The REM to be a catalyst for the development of ÉTS

May 7, 2018
In 2017, Montreal was named the world's Best University City, outranking Paris and London. The efforts deployed by Montreal universities to attract both local and foreign students benefit the city as a whole as well as its businesses, and drive R&D and the local economy.

And all this vitality in turn attracts... more students! This must continue for the benefit of the city.

Getting to Montreal can be a difficult task; and once in town, getting around by car or by bus is just as annoying.  On April 17th, Radio-Canada reported that “Time lost in traffic-jams gridlock north of Montreal has doubled over the past four years”. Within Griffintown and in the vicinity of ÉTS campus, the situation is no different.

ÉTS now has nearly 11,000 students, and that number is constantly rising. 48% of its student population lives outside Montreal and more specifically, 21% in the Laval, Laurentians and Lanaudière regions, and 20% in the Montérégie area. A new, efficient, fully automated and electrically powered transport system will be an excellent solution to connect Griffintown to the South and North Shore and to the rest of the public transit network. The Réseau express métropolitain (REM), will be an essential catalyst for the neighbourhood and ÉTS to maintain their growth and development.

As is the case with several other institutions, ÉTS provides many evening and weekend courses, periods when transit service is significantly pared down in municipalities on the outskirts of Montreal. Continuous REM service seven days a week and until late in the evening will enable more students to get to ÉTS at any time and without having to resort to using a car.

Finally, another important consideration—particularly for an engineering school—is that thousands of direct and indirect jobs will be generated during the REM's three-year construction phase.

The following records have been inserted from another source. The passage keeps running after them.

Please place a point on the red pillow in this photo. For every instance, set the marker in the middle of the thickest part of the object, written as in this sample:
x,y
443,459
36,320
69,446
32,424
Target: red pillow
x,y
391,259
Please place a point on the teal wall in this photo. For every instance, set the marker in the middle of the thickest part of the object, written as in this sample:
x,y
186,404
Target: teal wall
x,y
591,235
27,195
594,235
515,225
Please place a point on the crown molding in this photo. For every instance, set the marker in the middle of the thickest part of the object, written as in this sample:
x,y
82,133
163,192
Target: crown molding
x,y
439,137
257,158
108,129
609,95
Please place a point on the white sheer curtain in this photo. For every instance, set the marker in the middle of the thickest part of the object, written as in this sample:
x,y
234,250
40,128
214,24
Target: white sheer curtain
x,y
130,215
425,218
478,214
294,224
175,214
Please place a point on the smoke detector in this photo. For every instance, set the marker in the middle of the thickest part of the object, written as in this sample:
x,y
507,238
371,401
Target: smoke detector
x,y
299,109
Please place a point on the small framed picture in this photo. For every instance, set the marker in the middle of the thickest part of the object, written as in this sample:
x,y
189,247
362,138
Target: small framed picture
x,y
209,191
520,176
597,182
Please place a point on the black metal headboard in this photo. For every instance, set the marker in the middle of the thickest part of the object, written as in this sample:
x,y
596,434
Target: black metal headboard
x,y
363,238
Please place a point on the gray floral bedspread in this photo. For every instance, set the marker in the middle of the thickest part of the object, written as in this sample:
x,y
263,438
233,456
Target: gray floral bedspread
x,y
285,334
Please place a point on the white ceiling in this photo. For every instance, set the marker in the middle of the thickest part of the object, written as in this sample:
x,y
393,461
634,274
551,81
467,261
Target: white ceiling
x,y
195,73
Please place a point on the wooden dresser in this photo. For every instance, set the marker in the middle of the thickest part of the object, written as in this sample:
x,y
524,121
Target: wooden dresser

Young engineers and engineering students will have the opportunity to contribute to the construction of the REM, just as similarly, dozens of ÉTS co-op students and graduates are currently involved in the construction of the new Champlain Bridge.

It is not every day that future engineers are given such an opportunity to acquire skills through a hands-on experience in the field by contributing to a large-scale, innovative project that brings together a wide variety of engineers: mechanical, construction, electrical, software, automation, logistics, and so on.

These young engineers, whether trained at ÉTS or elsewhere, will acquire invaluable skills. Local firms and businesses that subsequently hire them will thus find new employees with significant practical experience.

For all these reasons, we believe the REM will not only improve access to the ÉTS campus but also serve as a major catalyst for its development as well as that of Montreal and Québec.